Some People Need Momentum, Not Moments

This may sound odd from a preacher who just led a church through a series called Defining Moments, but here goes:  some people need fewer “moments” and more “momentum.”

See, a lot of folks wait for, long for, yearn for God to change their lives in an instant:  a divine ZAP! that saves souls, heals addictions, and restores relationships.

And there are times when God does just that.  Many people I know came to faith and even were delivered from addictions in a decisive encounter.  The kind of moment that, as we said throughout the recent series, redefines all the moments to come.

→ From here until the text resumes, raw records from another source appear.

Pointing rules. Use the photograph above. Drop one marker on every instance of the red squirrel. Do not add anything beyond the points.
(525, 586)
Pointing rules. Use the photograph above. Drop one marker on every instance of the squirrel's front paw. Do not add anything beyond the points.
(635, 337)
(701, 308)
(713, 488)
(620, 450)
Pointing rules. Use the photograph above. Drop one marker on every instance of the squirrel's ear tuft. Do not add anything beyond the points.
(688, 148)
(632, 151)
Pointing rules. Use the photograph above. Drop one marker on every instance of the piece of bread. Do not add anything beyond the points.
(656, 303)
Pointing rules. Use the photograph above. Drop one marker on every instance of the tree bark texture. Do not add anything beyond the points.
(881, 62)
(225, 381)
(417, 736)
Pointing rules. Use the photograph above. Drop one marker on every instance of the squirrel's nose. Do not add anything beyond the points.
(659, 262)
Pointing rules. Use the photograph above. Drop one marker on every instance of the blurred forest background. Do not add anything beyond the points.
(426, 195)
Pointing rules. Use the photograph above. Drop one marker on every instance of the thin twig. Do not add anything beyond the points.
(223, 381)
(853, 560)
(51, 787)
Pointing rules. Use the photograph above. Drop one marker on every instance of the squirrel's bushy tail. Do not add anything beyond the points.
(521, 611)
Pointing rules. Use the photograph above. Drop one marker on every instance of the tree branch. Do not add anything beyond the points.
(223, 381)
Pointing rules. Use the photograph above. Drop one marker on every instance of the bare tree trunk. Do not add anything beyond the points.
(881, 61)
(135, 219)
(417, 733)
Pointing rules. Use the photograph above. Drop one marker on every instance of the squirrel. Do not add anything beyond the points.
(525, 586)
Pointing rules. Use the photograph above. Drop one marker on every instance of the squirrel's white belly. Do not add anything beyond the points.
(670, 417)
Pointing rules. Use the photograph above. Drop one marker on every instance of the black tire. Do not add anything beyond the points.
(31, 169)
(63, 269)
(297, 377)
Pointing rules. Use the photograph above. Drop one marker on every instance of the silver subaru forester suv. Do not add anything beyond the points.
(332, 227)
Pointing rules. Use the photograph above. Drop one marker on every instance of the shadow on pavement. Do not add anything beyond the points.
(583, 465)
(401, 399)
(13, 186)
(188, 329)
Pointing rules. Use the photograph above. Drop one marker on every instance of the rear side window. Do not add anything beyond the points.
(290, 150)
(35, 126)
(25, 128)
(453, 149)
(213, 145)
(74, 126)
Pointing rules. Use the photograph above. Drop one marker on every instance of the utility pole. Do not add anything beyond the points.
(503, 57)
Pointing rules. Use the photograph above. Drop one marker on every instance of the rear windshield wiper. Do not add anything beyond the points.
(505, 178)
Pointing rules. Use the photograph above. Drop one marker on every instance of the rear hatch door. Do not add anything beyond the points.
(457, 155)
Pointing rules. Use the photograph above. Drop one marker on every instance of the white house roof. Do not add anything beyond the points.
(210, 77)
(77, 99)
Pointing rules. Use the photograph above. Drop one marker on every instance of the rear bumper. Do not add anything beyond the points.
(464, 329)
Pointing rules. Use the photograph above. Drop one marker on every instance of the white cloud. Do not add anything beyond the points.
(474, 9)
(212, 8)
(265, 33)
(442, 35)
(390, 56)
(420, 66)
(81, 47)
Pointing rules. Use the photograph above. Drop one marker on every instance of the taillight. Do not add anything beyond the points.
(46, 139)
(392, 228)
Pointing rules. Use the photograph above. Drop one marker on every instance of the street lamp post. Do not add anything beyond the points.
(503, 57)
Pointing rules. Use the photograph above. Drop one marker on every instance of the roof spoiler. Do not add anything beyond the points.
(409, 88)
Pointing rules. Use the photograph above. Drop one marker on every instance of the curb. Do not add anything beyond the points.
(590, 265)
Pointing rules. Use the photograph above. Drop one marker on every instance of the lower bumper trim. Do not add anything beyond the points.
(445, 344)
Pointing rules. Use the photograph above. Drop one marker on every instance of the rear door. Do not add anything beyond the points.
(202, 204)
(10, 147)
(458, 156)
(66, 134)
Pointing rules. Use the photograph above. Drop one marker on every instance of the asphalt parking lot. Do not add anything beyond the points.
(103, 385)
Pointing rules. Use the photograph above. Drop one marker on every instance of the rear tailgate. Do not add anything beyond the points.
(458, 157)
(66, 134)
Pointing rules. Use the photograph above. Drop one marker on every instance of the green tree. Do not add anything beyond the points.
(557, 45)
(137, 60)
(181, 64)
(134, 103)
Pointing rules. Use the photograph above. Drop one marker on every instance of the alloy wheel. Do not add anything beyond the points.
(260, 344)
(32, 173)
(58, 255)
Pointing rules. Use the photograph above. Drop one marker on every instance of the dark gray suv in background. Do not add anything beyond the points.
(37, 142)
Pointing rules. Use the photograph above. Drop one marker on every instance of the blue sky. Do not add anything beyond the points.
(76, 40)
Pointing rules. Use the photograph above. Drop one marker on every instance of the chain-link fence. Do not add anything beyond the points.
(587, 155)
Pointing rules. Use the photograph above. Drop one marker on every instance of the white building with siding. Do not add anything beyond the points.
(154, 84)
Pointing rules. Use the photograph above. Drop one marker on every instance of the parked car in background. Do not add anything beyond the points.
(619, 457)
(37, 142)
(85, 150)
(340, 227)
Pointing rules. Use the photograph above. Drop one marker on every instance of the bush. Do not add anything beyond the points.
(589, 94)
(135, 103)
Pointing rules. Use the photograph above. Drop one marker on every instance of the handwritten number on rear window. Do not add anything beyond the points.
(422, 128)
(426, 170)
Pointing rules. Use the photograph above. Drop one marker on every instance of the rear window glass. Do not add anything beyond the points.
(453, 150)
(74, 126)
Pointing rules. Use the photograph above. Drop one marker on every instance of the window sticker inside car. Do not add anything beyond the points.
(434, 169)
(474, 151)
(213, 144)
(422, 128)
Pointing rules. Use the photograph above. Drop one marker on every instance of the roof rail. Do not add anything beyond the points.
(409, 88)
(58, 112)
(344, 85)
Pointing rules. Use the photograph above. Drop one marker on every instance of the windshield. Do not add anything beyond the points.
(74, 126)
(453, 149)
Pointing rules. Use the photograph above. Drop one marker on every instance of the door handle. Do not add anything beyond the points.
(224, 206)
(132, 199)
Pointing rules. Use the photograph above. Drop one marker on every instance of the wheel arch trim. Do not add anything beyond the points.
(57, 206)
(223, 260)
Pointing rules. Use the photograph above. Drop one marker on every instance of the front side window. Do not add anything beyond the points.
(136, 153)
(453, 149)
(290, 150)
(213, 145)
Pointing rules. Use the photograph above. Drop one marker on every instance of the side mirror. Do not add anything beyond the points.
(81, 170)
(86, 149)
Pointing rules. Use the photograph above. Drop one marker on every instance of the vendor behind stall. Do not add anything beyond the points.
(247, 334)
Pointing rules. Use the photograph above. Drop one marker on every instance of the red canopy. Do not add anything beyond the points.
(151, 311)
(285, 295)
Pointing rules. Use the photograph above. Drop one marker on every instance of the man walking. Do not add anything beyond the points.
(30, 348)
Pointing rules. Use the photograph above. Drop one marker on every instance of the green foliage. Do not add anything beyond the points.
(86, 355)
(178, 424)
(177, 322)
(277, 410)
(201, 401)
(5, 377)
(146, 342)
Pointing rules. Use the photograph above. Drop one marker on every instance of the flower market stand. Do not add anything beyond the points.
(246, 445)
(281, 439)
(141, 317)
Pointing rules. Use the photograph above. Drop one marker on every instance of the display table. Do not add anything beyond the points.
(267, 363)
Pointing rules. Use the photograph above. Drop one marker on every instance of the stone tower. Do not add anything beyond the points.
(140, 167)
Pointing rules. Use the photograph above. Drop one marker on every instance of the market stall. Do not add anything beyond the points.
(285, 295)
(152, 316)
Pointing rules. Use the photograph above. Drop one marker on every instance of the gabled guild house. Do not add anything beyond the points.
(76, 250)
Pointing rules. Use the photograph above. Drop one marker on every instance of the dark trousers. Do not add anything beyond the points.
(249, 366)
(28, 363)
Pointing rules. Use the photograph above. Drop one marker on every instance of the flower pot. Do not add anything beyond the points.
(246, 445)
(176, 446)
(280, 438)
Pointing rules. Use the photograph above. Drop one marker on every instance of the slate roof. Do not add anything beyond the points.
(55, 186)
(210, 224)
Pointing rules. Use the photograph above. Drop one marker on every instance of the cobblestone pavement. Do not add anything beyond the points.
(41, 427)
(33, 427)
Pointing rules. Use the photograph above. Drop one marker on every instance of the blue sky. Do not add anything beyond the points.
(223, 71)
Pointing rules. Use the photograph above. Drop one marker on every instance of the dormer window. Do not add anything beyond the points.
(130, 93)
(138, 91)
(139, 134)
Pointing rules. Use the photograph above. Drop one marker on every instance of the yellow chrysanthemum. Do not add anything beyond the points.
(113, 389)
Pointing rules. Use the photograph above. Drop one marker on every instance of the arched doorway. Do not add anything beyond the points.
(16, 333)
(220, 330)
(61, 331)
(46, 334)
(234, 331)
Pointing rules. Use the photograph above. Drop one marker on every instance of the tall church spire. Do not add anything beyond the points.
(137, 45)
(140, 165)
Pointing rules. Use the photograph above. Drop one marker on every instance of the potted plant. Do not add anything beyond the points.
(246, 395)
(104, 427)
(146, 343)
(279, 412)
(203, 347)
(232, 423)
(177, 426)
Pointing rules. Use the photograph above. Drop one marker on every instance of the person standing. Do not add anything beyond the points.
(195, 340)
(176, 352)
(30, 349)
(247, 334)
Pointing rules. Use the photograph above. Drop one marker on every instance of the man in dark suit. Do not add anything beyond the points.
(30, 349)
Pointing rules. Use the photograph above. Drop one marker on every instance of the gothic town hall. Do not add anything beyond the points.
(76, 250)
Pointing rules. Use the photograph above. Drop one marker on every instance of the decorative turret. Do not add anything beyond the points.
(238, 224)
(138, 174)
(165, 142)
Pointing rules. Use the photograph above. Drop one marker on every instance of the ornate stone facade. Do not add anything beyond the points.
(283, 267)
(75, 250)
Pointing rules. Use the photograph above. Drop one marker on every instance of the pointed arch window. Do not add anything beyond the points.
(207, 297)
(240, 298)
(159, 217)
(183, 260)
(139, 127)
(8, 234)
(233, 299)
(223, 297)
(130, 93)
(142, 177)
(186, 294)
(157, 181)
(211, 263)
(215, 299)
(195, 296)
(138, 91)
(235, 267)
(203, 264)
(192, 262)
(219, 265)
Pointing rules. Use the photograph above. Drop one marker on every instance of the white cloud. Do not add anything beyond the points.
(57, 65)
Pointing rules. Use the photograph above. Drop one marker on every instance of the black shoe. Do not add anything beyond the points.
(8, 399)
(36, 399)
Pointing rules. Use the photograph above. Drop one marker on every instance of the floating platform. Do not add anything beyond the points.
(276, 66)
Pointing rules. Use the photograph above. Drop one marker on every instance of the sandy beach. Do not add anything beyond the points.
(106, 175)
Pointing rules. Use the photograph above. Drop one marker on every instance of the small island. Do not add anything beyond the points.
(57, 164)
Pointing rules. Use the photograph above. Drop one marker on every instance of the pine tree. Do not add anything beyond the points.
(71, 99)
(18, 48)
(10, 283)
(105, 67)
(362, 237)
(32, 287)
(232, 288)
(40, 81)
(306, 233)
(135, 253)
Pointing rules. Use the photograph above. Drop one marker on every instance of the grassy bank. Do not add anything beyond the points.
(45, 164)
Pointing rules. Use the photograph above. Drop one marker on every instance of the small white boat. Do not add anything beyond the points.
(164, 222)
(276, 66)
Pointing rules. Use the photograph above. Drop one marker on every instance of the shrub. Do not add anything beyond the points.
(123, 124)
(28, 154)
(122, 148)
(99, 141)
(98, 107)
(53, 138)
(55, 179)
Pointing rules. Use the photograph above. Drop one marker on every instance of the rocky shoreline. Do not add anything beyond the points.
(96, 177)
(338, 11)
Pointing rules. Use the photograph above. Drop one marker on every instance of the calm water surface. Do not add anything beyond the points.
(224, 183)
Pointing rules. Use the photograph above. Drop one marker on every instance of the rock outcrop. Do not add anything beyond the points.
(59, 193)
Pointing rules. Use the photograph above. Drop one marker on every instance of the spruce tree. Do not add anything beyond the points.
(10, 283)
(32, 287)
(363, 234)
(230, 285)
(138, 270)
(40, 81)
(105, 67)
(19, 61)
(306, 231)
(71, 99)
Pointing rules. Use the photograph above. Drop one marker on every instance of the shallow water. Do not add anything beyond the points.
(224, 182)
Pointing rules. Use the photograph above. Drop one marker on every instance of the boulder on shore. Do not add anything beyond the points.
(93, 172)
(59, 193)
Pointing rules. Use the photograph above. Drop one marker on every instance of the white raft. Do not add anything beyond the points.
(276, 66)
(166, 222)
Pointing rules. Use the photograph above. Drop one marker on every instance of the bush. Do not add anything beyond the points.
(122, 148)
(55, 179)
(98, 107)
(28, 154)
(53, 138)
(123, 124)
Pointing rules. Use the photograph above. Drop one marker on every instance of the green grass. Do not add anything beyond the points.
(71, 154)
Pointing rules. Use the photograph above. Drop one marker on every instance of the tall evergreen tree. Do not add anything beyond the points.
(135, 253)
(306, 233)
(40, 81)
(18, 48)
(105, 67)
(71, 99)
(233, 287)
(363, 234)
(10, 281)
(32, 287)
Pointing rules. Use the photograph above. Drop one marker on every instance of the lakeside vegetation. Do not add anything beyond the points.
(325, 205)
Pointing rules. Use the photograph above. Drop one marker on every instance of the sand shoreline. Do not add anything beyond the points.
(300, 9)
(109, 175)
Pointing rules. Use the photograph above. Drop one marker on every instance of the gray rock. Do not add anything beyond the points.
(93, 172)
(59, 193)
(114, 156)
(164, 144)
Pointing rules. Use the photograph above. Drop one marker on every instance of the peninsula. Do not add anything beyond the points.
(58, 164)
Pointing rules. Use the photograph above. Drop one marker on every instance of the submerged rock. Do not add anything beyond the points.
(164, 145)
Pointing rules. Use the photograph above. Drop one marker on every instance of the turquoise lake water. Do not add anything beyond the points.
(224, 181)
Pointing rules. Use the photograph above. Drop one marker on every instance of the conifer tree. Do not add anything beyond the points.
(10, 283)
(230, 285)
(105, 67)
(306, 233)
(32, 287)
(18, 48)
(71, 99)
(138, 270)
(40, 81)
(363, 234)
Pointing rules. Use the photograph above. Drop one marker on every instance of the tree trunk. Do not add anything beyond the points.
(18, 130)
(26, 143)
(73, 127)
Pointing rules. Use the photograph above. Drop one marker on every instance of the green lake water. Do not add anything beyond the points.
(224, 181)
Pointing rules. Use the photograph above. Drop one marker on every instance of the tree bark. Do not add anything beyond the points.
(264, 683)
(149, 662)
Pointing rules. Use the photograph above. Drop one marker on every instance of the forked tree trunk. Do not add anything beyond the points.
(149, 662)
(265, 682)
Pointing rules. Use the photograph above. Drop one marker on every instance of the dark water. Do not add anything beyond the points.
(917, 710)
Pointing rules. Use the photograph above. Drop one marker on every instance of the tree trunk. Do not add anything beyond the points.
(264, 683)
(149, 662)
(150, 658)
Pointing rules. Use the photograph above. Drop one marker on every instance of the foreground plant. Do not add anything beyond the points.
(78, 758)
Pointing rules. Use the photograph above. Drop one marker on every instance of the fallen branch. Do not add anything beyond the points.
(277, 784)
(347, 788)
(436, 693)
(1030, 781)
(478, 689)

Yet I have also seen people for whom that longing for THE MOMENT is merely an avoidance strategy to keep them from embracing the daily disciplines of faithful, unselfish living.

My friends in recovery programs call it a “spiritual bypass”:  when people needing sobriety want a single prayer that will forever remove the compulsion to drink.  The reality of recovery, however, is far different.  There’s a reason there are twelve steps and not one, just as there is a reason one of the affirmations of the program is one day at a time.

Which is true of the Christian life.  One day at a time.  Dying to self.  Opening the Scripture.  Praying that word back to God.  Living faithfully even when you don’t feel the spirit.

Recognizing that God is as much about the daily as he is the dramatic.

When you commit to that, when you live like that, you develop spiritual momentum that becomes even more defining than dramatic moments.